NDDL : «Si on ne trace pas de voie politique, il n’y aura aucune victoire»

Notre-Dame-des-Landes, l'aéroport enterrédossier
Le député de la majorité LREM François-Michel Lambert appelle le gouvernement à une «pause» dans les opérations d'évacuation de la ZAD de Notre-Dame-des-Landes.
Notre-Dame-Des-Landes, le 10 avril 2018. Après la destruction par les forces de l'ordre du lieu dit La Chèvrerie. (Photo Thierry Pasquet pour Libération.)
publié le 11 avril 2018 à 18h42

Alors que les gendarmes ont repris mercredi les opérations d'expulsion des occupants de la ZAD de Notre-Dame-des-Landes, le député LREM des Bouches-du-Rhône, François-Michel Lambert (ex EE-LV), a réclamé mardi soir une «pause». Il a été rejoint par son collègue de la majorité Matthieu Orphelin, député du Maine-et-Loire, lui aussi ancien EE-LV.

Pourquoi vous semble-t-il urgent de faire une «pause» dans les opérations d’expulsion ?

Il est urgent de trouver la voie politique dans ce conflit. Des personnes occupent illégalement une zone, et évidemment l'Etat de droit doit s'y rétablir. Mais l'anéantissement d'un camp par un autre, c'est la certitude que la voie du dialogue ne se trouvera pas. Et si un drame advenait, cela compliquerait toute capacité à construire une voie apaisée pour se projeter positivement dans le futur sur ce territoire, avec ceux qui le veulent. Même si j'ai bien conscience qu'une minorité vient davantage chercher la violence que construire quoi que ce soit. Si on ne trace pas de voie politique, il n'y aura aucune victoire. Et la voie politique nécessite le temps du dialogue. La pause le permettra.

Les zadistes semblaient d’ailleurs vouloir ce dialogue et construisaient des projets agricoles qui ont été détruits. Avec la destruction de la ferme des 100 noms, par exemple, une ligne rouge a-t-elle été franchie ?

Non, pas une ligne rouge, ne disons pas ce qui n'est pas. Par contre, c'est peut-être une étape supplémentaire dans l'escalade du conflit. Je n'étais pas encore engagé en politique à l'époque mais j'ai en tête ces mots du Président François Mitterrand : «Il faut donner du temps au temps.» C'est l'idée de la pause : donnons du temps au temps politique. Car le temps de l'action physique, de la répression, n'est pas celui du temps politique. J'ai une certitude : la victoire sera physiquement du côté de l'état de droit, et c'est normal. Mais j'ai aussi une inquiétude : la victoire qui consiste à ne pas fracturer la société et à aller ensemble de l'avant n'est pas encore gagnée.

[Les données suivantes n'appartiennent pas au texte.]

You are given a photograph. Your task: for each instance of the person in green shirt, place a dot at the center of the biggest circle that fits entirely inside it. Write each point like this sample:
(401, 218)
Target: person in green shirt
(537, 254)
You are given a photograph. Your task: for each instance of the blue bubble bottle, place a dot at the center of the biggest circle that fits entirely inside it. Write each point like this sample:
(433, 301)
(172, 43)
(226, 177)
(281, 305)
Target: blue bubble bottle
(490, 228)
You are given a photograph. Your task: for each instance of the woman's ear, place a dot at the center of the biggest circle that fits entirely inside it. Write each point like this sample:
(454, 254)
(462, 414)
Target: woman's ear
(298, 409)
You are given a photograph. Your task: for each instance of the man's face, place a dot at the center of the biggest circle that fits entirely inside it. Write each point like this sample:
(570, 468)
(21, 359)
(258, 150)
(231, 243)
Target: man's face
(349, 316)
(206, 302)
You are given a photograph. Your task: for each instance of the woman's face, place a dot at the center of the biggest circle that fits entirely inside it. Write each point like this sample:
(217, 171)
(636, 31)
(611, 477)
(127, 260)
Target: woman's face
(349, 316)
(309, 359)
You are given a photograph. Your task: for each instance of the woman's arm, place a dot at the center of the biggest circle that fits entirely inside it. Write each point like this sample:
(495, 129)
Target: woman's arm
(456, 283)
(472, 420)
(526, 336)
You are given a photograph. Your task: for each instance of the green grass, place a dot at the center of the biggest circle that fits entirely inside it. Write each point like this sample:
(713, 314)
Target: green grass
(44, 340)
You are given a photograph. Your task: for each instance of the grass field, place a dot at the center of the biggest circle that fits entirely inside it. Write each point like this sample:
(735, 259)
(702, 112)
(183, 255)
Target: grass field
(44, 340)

Quelle est la position de votre groupe à l’Assemblée nationale ? Avez-vous réussi à convaincre certains de vos collègues ?

Je ne cherche pas à convaincre. Cette après-midi dans l'hémicycle, il y a eu une ovation debout pour Edouard Philippe et Gérard Collomb au sujet de Notre-Dame-des-Landes. Environ un quart des députés LREM, dont moi, ont applaudi par respect de notre majorité mais ne se sont pas levés. Quelques-uns m'ont dit qu'effectivement, il faut une pause. D'autres n'ont pas du tout la même perception.

Ces députés seraient-ils prêts à se joindre à vous de façon plus formelle ?

Non, il n'y a pas de construction de quoi que ce soit. Même si l'un ou l'autre venait me dire «je me joins à quelque chose», je lui dirais «il y a une expression, un questionnement, mais il n'y a pas de structuration de quoi que ce soit». Ce qui nous rassemble, c'est le programme et rien que lui, on n'a pas de vécu ensemble, ce qui fait que dans des éléments conjoncturels d'actualité, non inscrits dans le programme, chacun se repositionne.

Pour certains, cette opération musclée est une démonstration de force symbolique reflétant la vision de la tête de l’exécutif, qui ne laisserait pas de place aux alternatives. Car ce qui se construisait à NDDL, c’est une société différente, plus écologique, plus solidaire, moins dépendante des marchés financiers… Qu’en pensez-vous ?

Je dis simplement : attention à ne pas faire de victoire à la Pyrrhus. L'anéantissement de 200 ou 300 personnes sur place, dont une trentaine de caillasseurs violents qu'on retrouve dans beaucoup de manifestations, ce n'est pas le sujet. Le sujet, c'est l'anéantissement d'une certaine utopie, qui concerne des centaines de milliers de personnes, une partie de la société.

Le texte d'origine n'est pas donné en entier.